Flags to reduce memory consumed by NCCL.
- —xla_gpu_enable_nccl_comm_splitting=true
- —xla_gpu_enable_nccl_per_stream_comms=false https://github.com/openxla/xla/pull/9845
Fine-grain control to improve performance by initializing a NCCL communicator to use only max_nchannels (SMs). Default value of 0 gets the default values from NCCL for SMs used per collective.
- —xla_gpu_nccl_collective_max_nchannels
- —xla_gpu_nccl_p2p_max_nchannels
Debug flags
- —xla_dump_to=some/path
- —xla_dump_latency_hiding_schedule=true
Miscellaneous flags
- —xla_gpu_cudnn_gemm_fusion=true (enables GEMM/bias fusion via cuDNN)
- —xla_gpu_enable_cudnn_fmha=false (enables XLA pattern matcher to detect multi-headed attention pattern in JAX)
--xla_disable_hlo_passes=<...>(turns off specific HLO passes; can be used for debugging)
Previously used XLA Flags
The following flags were used previously used but no longer required.
- —xla_gpu_enable_async_reduce_scatter, —xla_gpu_enable_async_all_reduce, —xla_gpu_enable_async_all_gather ; Turned on by default, no longer needed
- —xla_gpu_enable_highest_priority_async_stream ; Turned on by default
- —xla_gpu_enable_triton_softmax_fusion ; Deprecated, no longer used
Tips for Good LLM Training Performance on Blackwell (B200)
Support for Attention Mask Type
MaxText uses the padding_causal mask type for cuDNN Flash Attention. However, this mask type is not yet supported on Blackwell systems through TransformerEngine. Using padding_causal will default to the unfused_attention backend, which may reduce performance. As a temporary workaround, you can use the causal mask type for attention to maintain performance.

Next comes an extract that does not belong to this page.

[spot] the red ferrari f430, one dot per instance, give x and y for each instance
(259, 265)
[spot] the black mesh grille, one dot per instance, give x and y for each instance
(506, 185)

No Need to Set CUDA_DEVICE_MAX_CONNECTIONS=1
Hopper was requiring CUDA_DEVICE_MAX_CONNECTIONS=1 to achieve better communication-compute overlap. This isn’t needed for Blackwell and is in fact slower. On Blackwell systems, kernels assigned to higher-priority streams can utilize SM (Streaming Multiprocessor) resources without waiting for lower-priority kernels to release them. Therefore, it is better to leave CUDA_DEVICE_MAX_CONNECTIONS at its default value.
Additional XLA Flags
Enabling CUDA Graphs only for Fusions and Custom Calls reduces CPU launch latency overheads on B200, ensure that you set the following XLA flags: --xla_gpu_enable_command_buffer=FUSION,CUSTOM_CALL
This configuration improves performance on Blackwell systems by leveraging efficient command buffer execution in all the models tested on B200.
Better Utilizing Additional Memory in Blackwell
Blackwell (B200) GPUs have a memory capacity of 180GB, significantly more than H100 GPUs. To take full advantage of this additional memory and enhance performance:
- Adjust model parallelism configurations: can use less model parallelism to fit the same model in memory.
- Increase batch sizes where possible: larger batch sizes can improve GeMM kernel efficiency.
- Optimize activation checkpointing policies: fewer activation tensors need to be recomputed in the backward pass on B200.
Careful tuning of these parameters is essential when transitioning from H100 to B200 systems to fully utilize the available resources.
Debugging Hangs in 1-process-multiple-device set-up
If using 1 process to manage multiple devices in a node, hangs can happen when a process-wide synchronizing CUDA API such as cudaFree is called at the same time a collective is running across multiple devices within the same process. The following remedy steps can be taken to workaround such cases:
- Set NCCL_LAUNCH_MODE=GROUP in the environment.
- Change the JAX program to bind 1 process to a single device instead of managing multiple devices.